Q6_K version is broken
the Q6_K version seems broken, I got rubbish output from this model, not even readable. The Q8_0 version works just fine.
No problem with this on my end with mixtral-8x7b-instruct-v0.1.Q6_K.gguf.
i use oobabooga/text-generation-webui on a RTX 3060 12GB and it has about ~2 token/sec response speed.
I use "instruct" in chat. it is important.
hmm, any chance the model could break during downloading, I did experience some interruption because of the network, usually with the HF-cli I can resume downloading without any issue.
Not a prompting issue I'm sure, the llama.cpp command-line can load the model, but the output is not human-readable at all.
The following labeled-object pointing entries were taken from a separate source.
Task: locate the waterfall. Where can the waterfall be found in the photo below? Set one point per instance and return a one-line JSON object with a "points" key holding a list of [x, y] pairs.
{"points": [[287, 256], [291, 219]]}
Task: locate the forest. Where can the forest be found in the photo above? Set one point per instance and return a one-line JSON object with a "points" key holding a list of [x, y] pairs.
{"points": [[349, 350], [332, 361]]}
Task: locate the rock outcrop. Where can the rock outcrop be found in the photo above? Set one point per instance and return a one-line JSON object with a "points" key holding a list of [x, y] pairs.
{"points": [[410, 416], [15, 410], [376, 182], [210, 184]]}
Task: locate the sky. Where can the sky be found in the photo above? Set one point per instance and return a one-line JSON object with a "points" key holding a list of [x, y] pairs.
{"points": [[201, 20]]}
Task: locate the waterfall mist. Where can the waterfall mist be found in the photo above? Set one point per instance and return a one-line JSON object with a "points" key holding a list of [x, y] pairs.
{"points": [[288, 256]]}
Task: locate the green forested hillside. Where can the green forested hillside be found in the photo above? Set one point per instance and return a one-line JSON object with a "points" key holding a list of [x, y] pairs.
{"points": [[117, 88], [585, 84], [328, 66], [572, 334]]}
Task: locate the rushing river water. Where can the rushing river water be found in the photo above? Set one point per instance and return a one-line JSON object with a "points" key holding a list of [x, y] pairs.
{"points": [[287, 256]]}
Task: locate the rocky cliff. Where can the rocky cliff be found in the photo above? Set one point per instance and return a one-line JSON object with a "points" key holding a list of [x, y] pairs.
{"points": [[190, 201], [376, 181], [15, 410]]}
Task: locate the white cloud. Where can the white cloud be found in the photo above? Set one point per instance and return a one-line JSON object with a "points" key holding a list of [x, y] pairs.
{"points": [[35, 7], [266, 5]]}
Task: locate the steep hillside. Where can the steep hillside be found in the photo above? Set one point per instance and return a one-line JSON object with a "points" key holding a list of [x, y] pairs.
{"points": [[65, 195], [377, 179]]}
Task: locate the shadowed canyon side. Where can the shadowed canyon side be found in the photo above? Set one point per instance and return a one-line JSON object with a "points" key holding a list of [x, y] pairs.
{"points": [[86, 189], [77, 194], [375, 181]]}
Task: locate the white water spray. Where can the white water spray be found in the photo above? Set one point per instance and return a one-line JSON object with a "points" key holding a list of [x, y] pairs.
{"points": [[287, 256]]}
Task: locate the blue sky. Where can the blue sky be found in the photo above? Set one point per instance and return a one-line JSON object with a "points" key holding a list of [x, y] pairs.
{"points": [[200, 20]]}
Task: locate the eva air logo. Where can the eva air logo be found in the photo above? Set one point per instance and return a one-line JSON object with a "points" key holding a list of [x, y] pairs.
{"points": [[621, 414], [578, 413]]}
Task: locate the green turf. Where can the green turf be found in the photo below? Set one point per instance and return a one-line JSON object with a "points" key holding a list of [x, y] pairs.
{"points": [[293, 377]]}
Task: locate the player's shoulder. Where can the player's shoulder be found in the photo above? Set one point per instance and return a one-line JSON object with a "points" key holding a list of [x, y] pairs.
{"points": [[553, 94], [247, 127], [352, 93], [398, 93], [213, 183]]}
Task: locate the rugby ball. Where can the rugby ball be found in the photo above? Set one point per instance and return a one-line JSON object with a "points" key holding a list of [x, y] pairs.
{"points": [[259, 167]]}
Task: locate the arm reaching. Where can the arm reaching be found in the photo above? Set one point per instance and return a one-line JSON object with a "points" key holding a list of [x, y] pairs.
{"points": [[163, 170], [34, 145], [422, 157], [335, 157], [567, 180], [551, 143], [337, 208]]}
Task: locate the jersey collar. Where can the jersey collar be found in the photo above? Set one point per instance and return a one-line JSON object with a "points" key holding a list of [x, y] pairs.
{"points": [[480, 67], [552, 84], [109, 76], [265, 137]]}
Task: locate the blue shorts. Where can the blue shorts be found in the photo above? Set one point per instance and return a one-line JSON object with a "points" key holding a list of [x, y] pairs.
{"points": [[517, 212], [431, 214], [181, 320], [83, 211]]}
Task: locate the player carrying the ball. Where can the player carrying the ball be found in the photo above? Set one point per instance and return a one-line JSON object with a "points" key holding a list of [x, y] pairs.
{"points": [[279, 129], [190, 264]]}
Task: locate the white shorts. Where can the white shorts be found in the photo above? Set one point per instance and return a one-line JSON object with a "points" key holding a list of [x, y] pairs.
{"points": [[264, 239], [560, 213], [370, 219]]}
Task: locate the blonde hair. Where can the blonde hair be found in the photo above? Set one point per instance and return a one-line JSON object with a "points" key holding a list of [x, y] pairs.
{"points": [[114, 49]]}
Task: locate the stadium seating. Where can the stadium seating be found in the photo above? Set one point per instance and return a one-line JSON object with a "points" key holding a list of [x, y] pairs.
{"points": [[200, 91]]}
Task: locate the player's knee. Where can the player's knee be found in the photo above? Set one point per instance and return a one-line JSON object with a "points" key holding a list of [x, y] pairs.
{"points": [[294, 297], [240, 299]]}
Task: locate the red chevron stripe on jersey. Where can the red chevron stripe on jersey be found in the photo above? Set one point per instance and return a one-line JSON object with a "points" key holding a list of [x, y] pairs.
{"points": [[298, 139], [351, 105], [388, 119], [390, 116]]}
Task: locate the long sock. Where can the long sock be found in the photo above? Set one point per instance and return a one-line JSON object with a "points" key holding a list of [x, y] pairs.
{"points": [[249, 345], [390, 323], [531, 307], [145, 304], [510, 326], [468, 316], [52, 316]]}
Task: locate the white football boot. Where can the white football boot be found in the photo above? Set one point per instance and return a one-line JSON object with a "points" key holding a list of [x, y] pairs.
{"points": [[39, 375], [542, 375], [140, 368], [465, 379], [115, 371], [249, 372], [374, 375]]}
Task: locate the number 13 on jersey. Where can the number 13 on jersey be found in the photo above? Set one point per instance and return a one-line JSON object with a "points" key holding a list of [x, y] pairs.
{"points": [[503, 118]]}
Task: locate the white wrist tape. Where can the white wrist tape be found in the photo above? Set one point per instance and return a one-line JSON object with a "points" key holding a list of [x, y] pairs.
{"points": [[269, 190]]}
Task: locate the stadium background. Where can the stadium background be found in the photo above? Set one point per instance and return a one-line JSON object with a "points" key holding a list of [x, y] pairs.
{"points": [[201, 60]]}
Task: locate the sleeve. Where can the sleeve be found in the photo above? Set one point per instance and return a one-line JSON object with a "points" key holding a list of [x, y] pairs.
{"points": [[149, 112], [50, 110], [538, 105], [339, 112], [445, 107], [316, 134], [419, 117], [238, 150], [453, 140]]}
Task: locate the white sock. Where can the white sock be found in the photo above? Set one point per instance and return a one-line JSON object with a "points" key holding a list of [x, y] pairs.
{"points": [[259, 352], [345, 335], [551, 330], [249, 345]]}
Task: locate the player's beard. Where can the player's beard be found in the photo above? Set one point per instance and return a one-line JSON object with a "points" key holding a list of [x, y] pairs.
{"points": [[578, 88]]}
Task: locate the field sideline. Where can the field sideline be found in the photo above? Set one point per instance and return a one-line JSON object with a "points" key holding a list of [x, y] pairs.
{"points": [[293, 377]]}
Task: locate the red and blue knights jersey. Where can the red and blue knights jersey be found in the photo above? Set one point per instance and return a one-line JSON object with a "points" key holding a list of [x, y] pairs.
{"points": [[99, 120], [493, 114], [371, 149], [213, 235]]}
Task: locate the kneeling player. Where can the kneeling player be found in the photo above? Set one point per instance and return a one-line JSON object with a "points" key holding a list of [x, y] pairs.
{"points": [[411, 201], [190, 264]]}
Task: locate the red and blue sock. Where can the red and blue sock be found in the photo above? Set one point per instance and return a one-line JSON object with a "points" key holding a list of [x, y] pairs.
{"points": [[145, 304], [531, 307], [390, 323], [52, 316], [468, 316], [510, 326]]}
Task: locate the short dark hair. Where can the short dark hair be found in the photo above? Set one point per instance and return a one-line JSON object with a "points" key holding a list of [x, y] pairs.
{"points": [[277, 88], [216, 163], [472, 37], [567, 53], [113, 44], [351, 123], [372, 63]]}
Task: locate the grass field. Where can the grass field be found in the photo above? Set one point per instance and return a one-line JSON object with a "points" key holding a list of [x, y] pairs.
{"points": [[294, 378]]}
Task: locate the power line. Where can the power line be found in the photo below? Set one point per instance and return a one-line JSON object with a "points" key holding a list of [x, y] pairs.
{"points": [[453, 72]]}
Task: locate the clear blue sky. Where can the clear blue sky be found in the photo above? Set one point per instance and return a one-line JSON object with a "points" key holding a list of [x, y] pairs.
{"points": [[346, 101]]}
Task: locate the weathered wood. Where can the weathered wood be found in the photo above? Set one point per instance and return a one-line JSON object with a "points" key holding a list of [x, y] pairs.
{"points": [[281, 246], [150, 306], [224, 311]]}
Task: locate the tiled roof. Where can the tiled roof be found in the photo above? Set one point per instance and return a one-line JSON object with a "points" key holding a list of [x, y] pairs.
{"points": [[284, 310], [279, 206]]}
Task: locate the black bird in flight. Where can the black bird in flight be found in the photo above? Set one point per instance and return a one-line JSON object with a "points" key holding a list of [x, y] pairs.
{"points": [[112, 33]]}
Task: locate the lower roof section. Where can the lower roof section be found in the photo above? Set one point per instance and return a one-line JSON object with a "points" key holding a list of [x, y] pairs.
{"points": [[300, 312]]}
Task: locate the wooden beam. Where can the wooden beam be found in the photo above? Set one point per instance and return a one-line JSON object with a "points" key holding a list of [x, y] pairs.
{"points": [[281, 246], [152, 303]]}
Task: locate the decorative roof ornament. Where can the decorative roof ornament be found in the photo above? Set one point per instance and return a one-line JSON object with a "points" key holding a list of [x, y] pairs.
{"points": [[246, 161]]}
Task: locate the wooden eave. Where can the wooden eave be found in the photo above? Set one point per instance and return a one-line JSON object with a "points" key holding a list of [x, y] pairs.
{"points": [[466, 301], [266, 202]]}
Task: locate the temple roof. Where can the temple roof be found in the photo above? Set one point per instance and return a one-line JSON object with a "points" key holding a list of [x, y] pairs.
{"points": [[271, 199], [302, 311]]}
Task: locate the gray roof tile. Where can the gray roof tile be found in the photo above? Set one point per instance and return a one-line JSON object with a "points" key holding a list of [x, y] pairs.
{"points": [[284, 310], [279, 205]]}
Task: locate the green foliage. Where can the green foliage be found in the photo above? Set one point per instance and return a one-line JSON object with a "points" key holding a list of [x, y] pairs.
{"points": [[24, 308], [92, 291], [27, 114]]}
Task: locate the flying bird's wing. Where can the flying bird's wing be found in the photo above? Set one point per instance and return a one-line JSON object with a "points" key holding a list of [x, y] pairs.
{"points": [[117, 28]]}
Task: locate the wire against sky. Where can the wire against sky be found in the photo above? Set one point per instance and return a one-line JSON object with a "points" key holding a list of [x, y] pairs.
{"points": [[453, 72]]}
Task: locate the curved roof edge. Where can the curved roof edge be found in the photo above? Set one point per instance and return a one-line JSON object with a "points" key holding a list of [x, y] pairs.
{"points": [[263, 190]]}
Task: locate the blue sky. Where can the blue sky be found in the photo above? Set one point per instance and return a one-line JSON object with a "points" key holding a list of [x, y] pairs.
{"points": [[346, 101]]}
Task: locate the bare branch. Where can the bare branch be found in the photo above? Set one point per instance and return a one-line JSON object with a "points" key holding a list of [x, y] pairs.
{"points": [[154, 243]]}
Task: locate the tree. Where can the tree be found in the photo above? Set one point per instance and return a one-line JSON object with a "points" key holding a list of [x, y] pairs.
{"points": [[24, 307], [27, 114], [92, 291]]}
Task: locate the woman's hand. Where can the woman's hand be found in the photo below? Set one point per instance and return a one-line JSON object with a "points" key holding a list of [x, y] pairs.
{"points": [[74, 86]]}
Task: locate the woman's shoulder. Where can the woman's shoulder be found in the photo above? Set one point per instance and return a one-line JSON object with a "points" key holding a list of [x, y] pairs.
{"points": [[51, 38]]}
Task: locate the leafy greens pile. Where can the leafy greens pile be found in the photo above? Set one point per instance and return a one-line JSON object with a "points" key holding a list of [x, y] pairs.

Anyway, thanks for the repo!
No problem with this on my end with mixtral-8x7b-instruct-v0.1.Q6_K.gguf.
i use oobabooga/text-generation-webui on a RTX 3060 12GB and it has about ~2 token/sec response speed.I use "instruct" in chat. it is important.
How much system RAM do you have? I have a 3060 12GB too and 16 GB RAM and last I had checked even Q4_M wouldn't work.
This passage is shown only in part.